Llasa-3b (https://huggingface.co/HKUSTAudio/Llasa-3B) came out before Orpheus (https://huggingface.co/canopylabs/orpheus-3b-0.1-ft).

> it's the exact same thing.

They're very similar, but they're not the exact same thing.

Llasa uses xcodec2, a much simpler, lossless 16khz wav codec. This makes it superior for one-shot voice cloning.

Orpheus' 24khz snac codec is lossy which makes it difficult to use for zero-shot cloning as the reference audio gets degraded during tokenization.

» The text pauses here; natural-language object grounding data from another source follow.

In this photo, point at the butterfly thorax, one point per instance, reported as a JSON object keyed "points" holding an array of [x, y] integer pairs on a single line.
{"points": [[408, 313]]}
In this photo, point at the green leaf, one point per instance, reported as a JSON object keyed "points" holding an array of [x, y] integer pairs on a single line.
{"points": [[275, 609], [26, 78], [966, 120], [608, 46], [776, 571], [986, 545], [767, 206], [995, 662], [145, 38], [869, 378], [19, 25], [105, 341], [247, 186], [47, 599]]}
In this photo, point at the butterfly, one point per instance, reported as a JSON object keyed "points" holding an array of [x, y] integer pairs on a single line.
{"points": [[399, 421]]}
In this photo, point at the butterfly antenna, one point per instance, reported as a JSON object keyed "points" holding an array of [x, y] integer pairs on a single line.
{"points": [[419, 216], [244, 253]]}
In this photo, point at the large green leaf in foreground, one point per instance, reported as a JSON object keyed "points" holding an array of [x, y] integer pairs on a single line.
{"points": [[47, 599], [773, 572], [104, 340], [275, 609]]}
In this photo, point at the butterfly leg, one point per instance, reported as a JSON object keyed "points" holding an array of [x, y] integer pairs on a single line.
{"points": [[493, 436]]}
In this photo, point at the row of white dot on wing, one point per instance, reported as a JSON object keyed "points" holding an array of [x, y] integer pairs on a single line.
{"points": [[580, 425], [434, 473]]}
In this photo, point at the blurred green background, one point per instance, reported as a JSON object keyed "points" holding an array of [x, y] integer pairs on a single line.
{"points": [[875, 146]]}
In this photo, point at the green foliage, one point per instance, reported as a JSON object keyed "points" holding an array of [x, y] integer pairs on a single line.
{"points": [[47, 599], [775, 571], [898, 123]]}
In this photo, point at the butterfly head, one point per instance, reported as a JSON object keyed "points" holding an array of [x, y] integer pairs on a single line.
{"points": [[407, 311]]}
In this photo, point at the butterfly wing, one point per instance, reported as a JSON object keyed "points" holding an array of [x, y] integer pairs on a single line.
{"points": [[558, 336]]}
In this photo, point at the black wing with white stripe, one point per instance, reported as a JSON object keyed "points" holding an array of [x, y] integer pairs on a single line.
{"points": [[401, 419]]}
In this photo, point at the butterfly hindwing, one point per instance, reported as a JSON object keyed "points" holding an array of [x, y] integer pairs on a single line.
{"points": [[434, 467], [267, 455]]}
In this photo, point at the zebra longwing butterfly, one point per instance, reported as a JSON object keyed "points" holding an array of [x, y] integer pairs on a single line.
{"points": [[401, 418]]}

You can test this here: https://huggingface.co/spaces/Gapeleon/snac_test

But when finetuned on 50+ audio samples, it produces much cleaner 24khz audio than Llasa, and the snac model is much easier to run on consumer hardware than xcodec2 (87t/s for realtime speech, which can be achieved on an RTX3080 for example)

oezi•10mo ago
Do you happen to know why Orpheus and Llasa use Finetuning for voice cloning?

Zonos uses 128-float embeddings for voices and it seems so much nicer. Because you can just mix and match voices without changing the model.

thot_experiment•10mo ago
No, you just condition it with text-voice token pairs and then when conditioning further inference w/ text the voice tokens tend to match the pairs further up in the context.
oezi•10mo ago
Isn't xcodec2 also lossy? I thought it is also just another neural codec (50 tok/s, single codebook).

What are people using to upsampling back to 44,1 or 48 khz? Anything fancy?

woodson•10mo ago
They’re both lossy. They use a VAE-VQ type architecture trained with a combination of losses/discriminators. The differences are mainly the encoder/decoder architecture, the type of bottleneck quantization (RVQ, FSQ, etc.) and of course the training data.